Much of the interaction between a computer system and the real world happens in real-time and so this is an important topic for developers of embedded systems. I have touched on real-time programming in several places so far: in Chapter 10, Learning About Processes and Threads, I looked at scheduling policies and priority inversion, and in Chapter 11, Managing Memory, I described the problems with page faults and the need for memory locking. Now, it is time to bring these topics together and look at real-time programming in some depth.
In this chapter, I will begin with a discussion about the characteristics of real-time systems and then consider the implications for system design, both at the application and kernel levels. I will describe the real-time kernel patch, PREEMPT_RT, and show how to get it and apply it to a mainline kernel. The last sections will describe how to characterize system latencies using two tools: cyclictest and Ftrace.
There are other ways to achieve real-time behavior on an embedded Linux device, for instance, using a dedicated micro-controller or a separate real-time kernel alongside the Linux kernel in the way that Xenomai and RTAI do. I am not going to discuss these here because the focus of this book is on using Linux as the core for embedded systems.
The nature of real-time programming is one of the subjects that software engineers love to discuss at length, often giving a range of contradictory definitions. I will begin by setting out what I think is important about real-time.
A task is a real-time task if it has to complete before a certain point in time, known as the deadline. The distinction between real-time and non real-time tasks is shown by considering what happens when you play an audio stream on your computer while compiling the Linux kernel.
The first is a real-time task because there is a constant stream of data arriving at the audio driver and blocks of audio samples have to be written to the audio interface at the playback rate. Meanwhile, the compilation is not real-time because there is no deadline. You simply want it to complete as soon as possible; whether it takes 10 seconds or 10 minutes does not affect the quality of the kernel.
The other important thing to consider is the consequence of missing the deadline, which can range from mild annoyance through to system failure and death. Here are some examples:
- Playing an audio stream: There is a deadline in the order of tens of milliseconds. If the audio buffer under-runs you will hear a click, which is annoying, but you will get over it.
- Moving and clicking a mouse: The deadline is also in the order of tens of milliseconds. If it is missed, the mouse moves erratically and button clicks will be lost. If the problem persists, the system will become unusable.

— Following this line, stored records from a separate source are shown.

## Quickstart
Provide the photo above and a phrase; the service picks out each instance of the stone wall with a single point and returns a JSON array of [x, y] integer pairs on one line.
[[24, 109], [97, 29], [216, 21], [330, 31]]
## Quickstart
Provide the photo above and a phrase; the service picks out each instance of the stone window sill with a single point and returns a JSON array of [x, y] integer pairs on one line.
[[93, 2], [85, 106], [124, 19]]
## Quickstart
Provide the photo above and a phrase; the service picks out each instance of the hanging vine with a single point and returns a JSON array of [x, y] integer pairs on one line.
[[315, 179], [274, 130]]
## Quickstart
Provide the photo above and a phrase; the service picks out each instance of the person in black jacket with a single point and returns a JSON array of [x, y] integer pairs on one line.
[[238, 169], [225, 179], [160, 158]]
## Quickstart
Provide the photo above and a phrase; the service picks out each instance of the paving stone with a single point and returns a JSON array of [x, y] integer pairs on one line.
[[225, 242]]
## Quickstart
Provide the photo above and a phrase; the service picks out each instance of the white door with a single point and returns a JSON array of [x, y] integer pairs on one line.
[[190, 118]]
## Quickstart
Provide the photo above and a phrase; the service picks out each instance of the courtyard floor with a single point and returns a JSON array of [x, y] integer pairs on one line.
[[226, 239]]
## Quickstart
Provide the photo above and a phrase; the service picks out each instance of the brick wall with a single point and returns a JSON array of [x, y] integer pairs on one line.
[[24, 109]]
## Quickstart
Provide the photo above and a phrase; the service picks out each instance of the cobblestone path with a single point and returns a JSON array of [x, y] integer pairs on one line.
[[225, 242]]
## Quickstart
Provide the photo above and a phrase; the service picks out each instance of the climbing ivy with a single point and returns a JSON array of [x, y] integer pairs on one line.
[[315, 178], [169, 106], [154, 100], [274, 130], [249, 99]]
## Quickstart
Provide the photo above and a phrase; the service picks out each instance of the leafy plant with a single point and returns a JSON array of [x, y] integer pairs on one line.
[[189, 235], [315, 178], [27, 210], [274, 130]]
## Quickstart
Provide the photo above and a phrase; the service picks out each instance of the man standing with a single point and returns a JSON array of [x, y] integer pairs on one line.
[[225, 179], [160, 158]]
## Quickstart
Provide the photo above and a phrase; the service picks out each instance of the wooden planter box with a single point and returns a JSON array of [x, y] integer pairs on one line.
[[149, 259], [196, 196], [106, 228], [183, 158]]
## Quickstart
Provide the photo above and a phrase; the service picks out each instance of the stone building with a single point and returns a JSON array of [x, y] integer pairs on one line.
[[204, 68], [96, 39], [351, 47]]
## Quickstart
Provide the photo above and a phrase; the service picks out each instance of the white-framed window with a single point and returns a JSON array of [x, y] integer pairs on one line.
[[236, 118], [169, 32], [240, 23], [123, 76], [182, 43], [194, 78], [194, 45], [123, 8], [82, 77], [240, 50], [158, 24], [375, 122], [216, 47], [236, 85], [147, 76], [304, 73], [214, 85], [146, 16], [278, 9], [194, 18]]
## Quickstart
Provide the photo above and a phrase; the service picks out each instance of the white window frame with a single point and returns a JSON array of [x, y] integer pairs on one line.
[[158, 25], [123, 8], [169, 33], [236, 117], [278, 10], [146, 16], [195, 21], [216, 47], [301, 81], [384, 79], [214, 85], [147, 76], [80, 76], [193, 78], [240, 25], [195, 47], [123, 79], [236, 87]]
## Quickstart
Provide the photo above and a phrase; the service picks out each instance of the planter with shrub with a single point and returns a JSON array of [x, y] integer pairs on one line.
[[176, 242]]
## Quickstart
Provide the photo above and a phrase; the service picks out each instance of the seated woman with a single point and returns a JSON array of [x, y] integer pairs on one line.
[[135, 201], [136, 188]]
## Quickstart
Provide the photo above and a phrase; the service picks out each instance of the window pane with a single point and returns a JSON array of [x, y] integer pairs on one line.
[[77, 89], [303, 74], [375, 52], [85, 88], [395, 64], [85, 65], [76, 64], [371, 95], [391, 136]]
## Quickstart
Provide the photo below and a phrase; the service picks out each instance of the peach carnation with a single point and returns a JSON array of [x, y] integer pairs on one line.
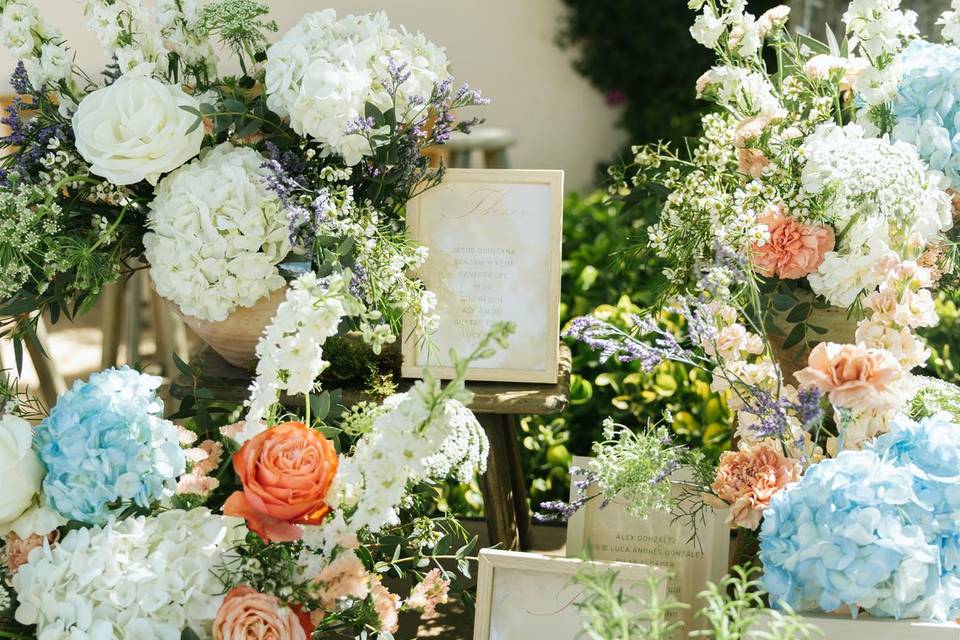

- Printing a piece of paper: The deadlines for the paper feed are in the millisecond range, which, if missed, may cause the printer to jam and somebody will have to go and fix it. Occasional jams are acceptable but nobody is going to buy a printer that keeps on jamming.
- Printing sell-by dates on bottles on a production line: If one bottle is not printed the whole production line has to be halted, the bottle removed and the line restarted, which is expensive.
- Baking a cake: There is a deadline of 30 minutes or so. If you miss it by a few minutes, the cake might be ruined. If you miss it by a large amount, the house will burn down.
- A power surge detection system: If the system detects a surge, a circuit breaker has to be triggered within 2 milliseconds. Failing to do so causes damage to the equipment and may injure or kill personnel.
In other words, there are many consequences to missed deadlines. We often talk about these different categories:
- soft real-time: The deadline is desirable but is sometimes missed without the system being considered a failure. First two examples are like this.
- hard real-time: Here, missing a deadline has a serious effect. We can further subdivide hard real-time into mission-critical systems in which there is a cost to missing the deadline, such as the fourth example, and safety critical-systems in which there is a danger to life and limb, such as the last two examples. I put in the banking example to show that not all hard real-time systems have deadlines measured in microseconds.
Software written for safety-critical systems has to conform to various standards that seek to ensure that it is capable of performing reliably. It is very difficult for a complex operating system such as Linux to meet those requirements.
When it comes to mission-critical systems, it is possible, and common, for Linux to be used for a wide range of control systems. The requirements of the software depend on the combination of the deadline and the confidence level, which can usually be determined through extensive testing.
Therefore, to say that a system is real-time, you have to measure its response times under the maximum anticipated load, and show that it meets the deadline for an agreed proportion of the time. As a rule of thumb, a well configured Linux system using a mainline kernel is good for soft real-time tasks with deadlines down to tens of milliseconds and a kernel with the PREEMPT_RT patch is good for soft and hard real-time mission-critical systems with deadlines down to several hundreds of microseconds.
The key to creating a real-time system is to reduce the variability in response times so that you have greater confidence that they will not be missed; in other words, you need to make the system more deterministic. Often, this is done at the expense of performance. For example, caches make systems run faster by making the average time to access an item of data shorter, but the maximum time is longer in the case of a cache miss. Caches make a system faster but less deterministic, which is the opposite of what we want.
The remainder of this chapter is concerned with identifying the causes of latency and the things you can do to reduce it.